In your case, I think you can add a SerializationSchema interface in SinkFunction. And user have to implement the SerializationSchema, maybe named Tuple2SerializationSchema. 

2017-02-22 7:17 GMT+08:00 Mohit Anchlia <[hidden email]>:
What's the best way to retrieve both the values in Tuple2 inside a custom sink given that the type is not known inside the sink function?



Reply | Threaded
Open this post in threaded view
|

Re: Writing Tuple2 to a sink

Tzu-Li (Gordon) Tai
Hi Mohit,

I don’t completely understand your question, but I’m assuming that you know the type of records your custom sink will be receiving, but you don’t know how to extract values from the records.

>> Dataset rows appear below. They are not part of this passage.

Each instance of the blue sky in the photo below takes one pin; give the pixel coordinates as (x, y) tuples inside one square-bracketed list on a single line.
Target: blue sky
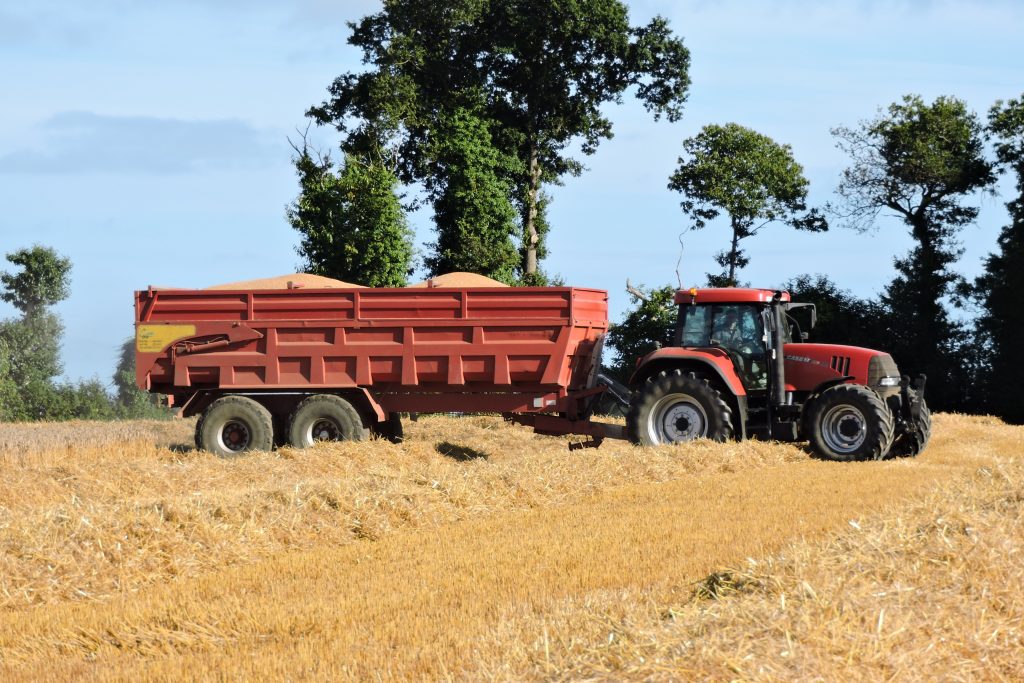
[(147, 142)]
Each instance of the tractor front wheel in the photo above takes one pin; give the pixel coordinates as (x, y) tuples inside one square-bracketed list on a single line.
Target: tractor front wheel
[(915, 435), (850, 422), (676, 407)]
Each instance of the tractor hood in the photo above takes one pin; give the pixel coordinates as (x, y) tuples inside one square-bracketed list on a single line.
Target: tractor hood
[(809, 366)]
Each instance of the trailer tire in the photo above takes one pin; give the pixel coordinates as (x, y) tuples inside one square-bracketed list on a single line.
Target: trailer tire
[(232, 425), (850, 422), (325, 418), (674, 407)]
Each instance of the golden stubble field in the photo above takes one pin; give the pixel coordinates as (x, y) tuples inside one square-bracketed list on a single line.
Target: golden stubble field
[(479, 551)]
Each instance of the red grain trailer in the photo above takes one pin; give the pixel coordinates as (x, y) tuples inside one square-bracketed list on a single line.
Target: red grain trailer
[(264, 367)]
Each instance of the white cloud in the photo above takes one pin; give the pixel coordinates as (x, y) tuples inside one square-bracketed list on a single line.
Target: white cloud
[(88, 142)]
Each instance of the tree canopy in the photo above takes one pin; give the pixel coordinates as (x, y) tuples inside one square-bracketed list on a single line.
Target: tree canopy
[(44, 280), (351, 221), (750, 177), (998, 288), (920, 161), (537, 75)]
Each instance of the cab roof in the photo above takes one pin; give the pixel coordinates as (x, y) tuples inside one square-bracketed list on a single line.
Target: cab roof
[(727, 295)]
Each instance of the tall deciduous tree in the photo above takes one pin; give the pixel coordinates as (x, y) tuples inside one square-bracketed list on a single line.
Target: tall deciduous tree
[(42, 282), (474, 216), (352, 224), (647, 325), (538, 73), (921, 161), (750, 177), (842, 316), (30, 346), (999, 288)]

Assume that the type of the incoming records will be `Tuple2<String, Integer>`. When writing your custom sink, you should define that type by:

```
public class YourCustomSink implements SinkFunction<Tuple2<String, Integer>> {
    …
    
    public void invoke(Tuple2<String, Integer> next) {
        // use next.f0 / next.f1 to retrieve values from the tuple
    }

    ...
}
```

You can of course also define generic types to replace `String` and `Integer`, like so:

```
public class YourCustomSink<F, S> implements SinkFunction<Tuple2<F, S>> {
    …
    
    public void invoke(Tuple2<F, S> next) {
        F field1 = next.f0;
        S field2 = next.f1;
        ...
    }

    ...
}
```

Just replace the generic types with concrete types when instantiating your custom sink, according to your topology.

Let me know if this answers your question!

Cheers,
Gordon

On February 24, 2017 at 10:42:33 AM, 刘彪 ([hidden email]) wrote:

Currently, OutputFormat is used for DataSet, SinkFunction is used for DataStream. Maybe I misunderstand your problem. That will be better if you give more details.

2017-02-24 5:21 GMT+08:00 Mohit Anchlia <[hidden email]>:
This works for Kafka but for the other types of sink am I supposed to use some type of outputformat?

On Tue, Feb 21, 2017 at 7:13 PM, 刘彪 <[hidden email]> wrote:
Hi
I think there is a good way in FlinkKafkaProducerBase.java to deal with this situation. There is a KeyedSerializationSchema user have to implement.   KeyedSerializationSchema will be used to serialize data, so that SinkFunction just need to understand the type after serialization.
In your case, I think you can add a SerializationSchema interface in SinkFunction. And user have to implement the SerializationSchema, maybe named Tuple2SerializationSchema. 

2017-02-22 7:17 GMT+08:00 Mohit Anchlia <[hidden email]>:
What's the best way to retrieve both the values in Tuple2 inside a custom sink given that the type is not known inside the sink function?